III - o desenvolvimento e/ou aquisição de tecnologias;

IV - o estudo e aprimoramento de metodologias;

V - estudos de viabilidade técnica e financeira;

Parágrafo único. Os projetos e atividades a serem financiados nos termos deste artigo deverão atender à legislação nacional e internacional aplicável e gerar benefícios reais, mensuráveis e de longo prazo ao meio ambiente e à qualidade de vida da sociedade civil amazonense.

Art. 13. Fica a Agência de Fomento do Estado do Amazonas (AFEAM) autorizada a conceder benefícios econômicos aos produtores agropecuários e florestais que, em sua atividade rural, adotem medidas de prevenção, precaução, restauração ambiental, ou ainda, medidas para a estabilização da concentração de gases de efeito estufa, em especial as resultantes da redução das emissões de desmatamento.

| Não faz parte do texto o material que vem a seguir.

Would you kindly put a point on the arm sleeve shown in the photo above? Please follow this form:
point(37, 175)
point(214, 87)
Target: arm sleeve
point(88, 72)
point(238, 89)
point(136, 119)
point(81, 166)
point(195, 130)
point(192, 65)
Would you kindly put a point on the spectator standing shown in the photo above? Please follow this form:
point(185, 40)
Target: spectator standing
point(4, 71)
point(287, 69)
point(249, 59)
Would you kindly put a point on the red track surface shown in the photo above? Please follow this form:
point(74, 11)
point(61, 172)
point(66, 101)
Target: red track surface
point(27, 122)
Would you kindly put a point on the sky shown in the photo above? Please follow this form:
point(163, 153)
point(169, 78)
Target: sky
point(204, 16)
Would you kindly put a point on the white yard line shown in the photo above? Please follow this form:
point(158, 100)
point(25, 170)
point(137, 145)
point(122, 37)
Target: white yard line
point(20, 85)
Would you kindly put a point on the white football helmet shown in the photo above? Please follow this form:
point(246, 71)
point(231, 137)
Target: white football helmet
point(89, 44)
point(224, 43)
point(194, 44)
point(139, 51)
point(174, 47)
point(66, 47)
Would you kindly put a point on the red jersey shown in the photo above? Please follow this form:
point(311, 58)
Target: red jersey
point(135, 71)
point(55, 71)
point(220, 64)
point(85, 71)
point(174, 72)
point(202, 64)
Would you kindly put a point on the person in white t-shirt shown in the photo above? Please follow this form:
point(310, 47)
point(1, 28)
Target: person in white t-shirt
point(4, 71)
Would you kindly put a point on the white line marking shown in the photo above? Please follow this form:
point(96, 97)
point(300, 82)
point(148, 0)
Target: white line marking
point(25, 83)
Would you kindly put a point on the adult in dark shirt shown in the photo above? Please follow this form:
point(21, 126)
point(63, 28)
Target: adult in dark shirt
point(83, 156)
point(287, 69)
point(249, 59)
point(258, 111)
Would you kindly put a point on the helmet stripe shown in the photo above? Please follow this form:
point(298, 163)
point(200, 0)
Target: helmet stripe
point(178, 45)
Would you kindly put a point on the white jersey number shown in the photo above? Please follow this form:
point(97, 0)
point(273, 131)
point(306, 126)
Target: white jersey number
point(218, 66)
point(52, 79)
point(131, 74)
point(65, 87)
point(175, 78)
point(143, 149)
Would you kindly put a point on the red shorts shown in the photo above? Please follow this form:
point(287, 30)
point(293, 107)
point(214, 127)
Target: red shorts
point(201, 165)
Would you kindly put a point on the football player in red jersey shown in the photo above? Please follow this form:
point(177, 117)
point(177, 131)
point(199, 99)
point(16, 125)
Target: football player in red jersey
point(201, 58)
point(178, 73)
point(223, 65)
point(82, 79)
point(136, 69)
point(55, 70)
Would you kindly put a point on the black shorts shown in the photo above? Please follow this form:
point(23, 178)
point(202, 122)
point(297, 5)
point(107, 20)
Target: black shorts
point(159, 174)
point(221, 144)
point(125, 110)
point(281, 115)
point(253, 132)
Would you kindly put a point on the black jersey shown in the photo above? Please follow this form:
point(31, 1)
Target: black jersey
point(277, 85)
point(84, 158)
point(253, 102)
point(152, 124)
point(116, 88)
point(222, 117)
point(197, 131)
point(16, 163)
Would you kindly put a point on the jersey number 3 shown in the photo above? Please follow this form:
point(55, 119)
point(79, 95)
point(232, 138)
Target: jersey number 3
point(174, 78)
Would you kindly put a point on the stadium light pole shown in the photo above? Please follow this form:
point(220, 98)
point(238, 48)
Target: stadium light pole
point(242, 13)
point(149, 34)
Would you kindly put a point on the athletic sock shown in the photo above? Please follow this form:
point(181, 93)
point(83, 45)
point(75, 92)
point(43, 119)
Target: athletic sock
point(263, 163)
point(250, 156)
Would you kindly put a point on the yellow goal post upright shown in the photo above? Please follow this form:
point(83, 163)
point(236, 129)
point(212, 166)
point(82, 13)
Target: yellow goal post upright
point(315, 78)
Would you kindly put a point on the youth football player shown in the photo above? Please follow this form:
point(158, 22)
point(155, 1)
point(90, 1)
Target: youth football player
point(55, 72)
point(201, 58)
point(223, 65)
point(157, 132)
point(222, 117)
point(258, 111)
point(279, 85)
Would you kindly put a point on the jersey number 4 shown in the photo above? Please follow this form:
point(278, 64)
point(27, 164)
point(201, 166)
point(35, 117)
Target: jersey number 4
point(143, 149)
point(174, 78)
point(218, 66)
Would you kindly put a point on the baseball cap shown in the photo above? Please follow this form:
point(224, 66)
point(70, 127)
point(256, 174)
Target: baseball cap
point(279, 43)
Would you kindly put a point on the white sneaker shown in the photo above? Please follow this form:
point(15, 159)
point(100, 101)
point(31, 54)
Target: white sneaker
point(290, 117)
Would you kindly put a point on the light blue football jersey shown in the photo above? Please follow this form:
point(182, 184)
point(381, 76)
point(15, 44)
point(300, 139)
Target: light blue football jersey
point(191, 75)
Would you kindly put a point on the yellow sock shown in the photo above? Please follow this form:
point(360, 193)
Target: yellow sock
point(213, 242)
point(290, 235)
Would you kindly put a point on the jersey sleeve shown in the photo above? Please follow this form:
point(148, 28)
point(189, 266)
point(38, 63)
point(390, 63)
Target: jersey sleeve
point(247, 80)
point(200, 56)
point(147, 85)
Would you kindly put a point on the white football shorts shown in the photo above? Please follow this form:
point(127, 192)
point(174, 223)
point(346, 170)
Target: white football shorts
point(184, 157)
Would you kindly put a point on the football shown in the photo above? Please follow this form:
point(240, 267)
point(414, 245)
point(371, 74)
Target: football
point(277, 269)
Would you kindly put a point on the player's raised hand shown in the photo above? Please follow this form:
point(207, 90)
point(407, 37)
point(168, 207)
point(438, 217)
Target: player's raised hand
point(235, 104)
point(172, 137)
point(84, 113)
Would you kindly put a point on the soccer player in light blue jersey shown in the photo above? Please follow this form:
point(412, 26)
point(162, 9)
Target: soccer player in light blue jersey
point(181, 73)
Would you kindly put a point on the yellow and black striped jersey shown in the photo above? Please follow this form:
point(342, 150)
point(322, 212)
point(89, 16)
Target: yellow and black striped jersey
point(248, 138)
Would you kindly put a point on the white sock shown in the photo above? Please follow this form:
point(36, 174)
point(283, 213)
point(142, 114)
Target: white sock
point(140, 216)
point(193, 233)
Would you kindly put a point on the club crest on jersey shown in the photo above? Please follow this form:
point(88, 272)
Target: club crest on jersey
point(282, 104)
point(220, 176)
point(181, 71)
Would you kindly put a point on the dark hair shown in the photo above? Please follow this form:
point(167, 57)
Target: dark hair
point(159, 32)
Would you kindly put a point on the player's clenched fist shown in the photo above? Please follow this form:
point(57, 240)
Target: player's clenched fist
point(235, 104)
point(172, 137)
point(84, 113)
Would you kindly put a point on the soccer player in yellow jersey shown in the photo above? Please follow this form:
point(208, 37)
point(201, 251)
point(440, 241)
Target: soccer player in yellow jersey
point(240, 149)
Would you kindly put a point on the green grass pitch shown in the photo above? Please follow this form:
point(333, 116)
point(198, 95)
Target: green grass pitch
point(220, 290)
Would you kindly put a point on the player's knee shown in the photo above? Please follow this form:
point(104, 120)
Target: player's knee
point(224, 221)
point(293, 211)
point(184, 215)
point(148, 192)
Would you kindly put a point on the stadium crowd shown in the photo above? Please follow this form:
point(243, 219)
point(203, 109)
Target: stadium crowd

Art. 14. O Estado do Amazonas fixará, para efeitos de redução de desmatamento, conservação e desempenho ambiental, metas por mesorregião, a serem aferidas no âmbito do Programa Estadual de Monitoramento Ambiental.

SEÇÃO III

DOS INCENTIVOS FISCAIS

Art. 15. Fica o Poder Executivo autorizado a conceder, na forma e condições que estabelecer:

I - diferimento, redução da base de cálculo, isenção, crédito outorgado e outros incentivos fiscais relativos ao ICMS, nas seguintes operações:

a) com biodigestores que contribuam para a redução da emissão de gases de efeito estufa;

b) com metanol, inclusive insumos industriais e produtos secundários empregados na sua produção, destinado ao processo produtivo de biodiesel;

c) com biodiesel, inclusive insumos industriais e produtos secundários empregados na sua produção;

d) de geração de energia baseada em queima de lixo;

e) realizadas pelas sociedades empresárias que se dediquem exclusivamente ao ecoturismo, que tenham práticas ambientais corretas e que instituam programa de educação ambiental em mudanças climáticas por intermédio de estrutura de hospedagem, observada a quantidade de leitos prevista em regulamento e desde que localizada fora das zonas urbanas;

II - benefícios de redução de base de cálculo ou isenção relativos ao IPVA, nos seguintes casos:

a) veículo que, mediante a adoção de sistemas ou tecnologias, comprovadamente reduzam, no mínimo, percentual definido em regulamento aplicado sobre suas emissões de gases de efeito estufa;

b) veículo que, mediante substituição do combustível utilizado por gás ou biodiesel, reduza, no mínimo, percentual definido em regulamento aplicado sobre suas emissões de gases de efeito estufa.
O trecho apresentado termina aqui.